Once back in England all I had to do was print everything off and scribble a few comments in the margins to give the impression that I had been following everything with rapt attention. As long as it was good enough to fool my boss, that was certainly good enough for me.
It was certainly not the first time I had performed this sleight of hand – I was an old hand at this, having had my fill of being a proper conference delegate at venues all over the world. It was always the same – a programme of sessions that were either far too basic or completely mystifying, with the same unedifying rush of hundreds of people pouring out of all the sessions at the same times and heading for the bars or the loos. And all one ever had to show for it was a pile of reprinted PowerPoint slides!
So what it all meant was that I was free to enjoy myself for three whole days in sunny California. I was even spared the famous fogs of the Bay area. 

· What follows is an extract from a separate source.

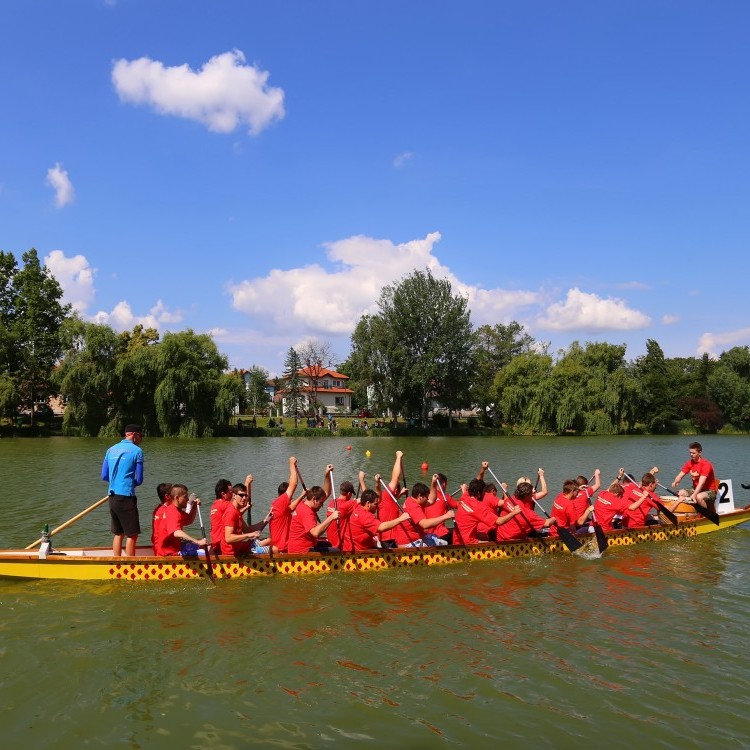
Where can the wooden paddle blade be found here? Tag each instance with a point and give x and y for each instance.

I did the tour of all the best beaches, although I took the precaution of not getting myself too good a tan, just in case it excited comments back at base. I thoroughly enjoyed a beach volleyball tournament – especially when the women were playing – and at other times there were fantastic views of the Golden Gate Bridge.
Whenever I’m overseas I usually have problems with my accommodation. Don’t ask me why, but if something is likely to go wrong at a hotel, it’ll be me who is the victim of the problem. I often find that the keycard doesn’t work the first time I try to use it, and I have to make another trip down to reception to get it re-programmed. But this time everything went swimmingly – one click with the card and I was in. 
I could write a book about all the dodgy hotel rooms I have been in – lights that don’t work, dripping taps, torn sheets, faulty windows, I’ve had them all. But on this occasion the hotel room was almost perfect. My only cause for complaint was that the minibar only stocked Bourbon and not Scotch, but that was a minor setback.
In other words, it was a really good trip, I thoroughly enjoyed myself, and the boss was duly impressed when I got back. I’m looking forward to the next one, wherever that might be.
To sum up:
It was good in Frisco, great beaches, few hotel snags or queues for the bathroom.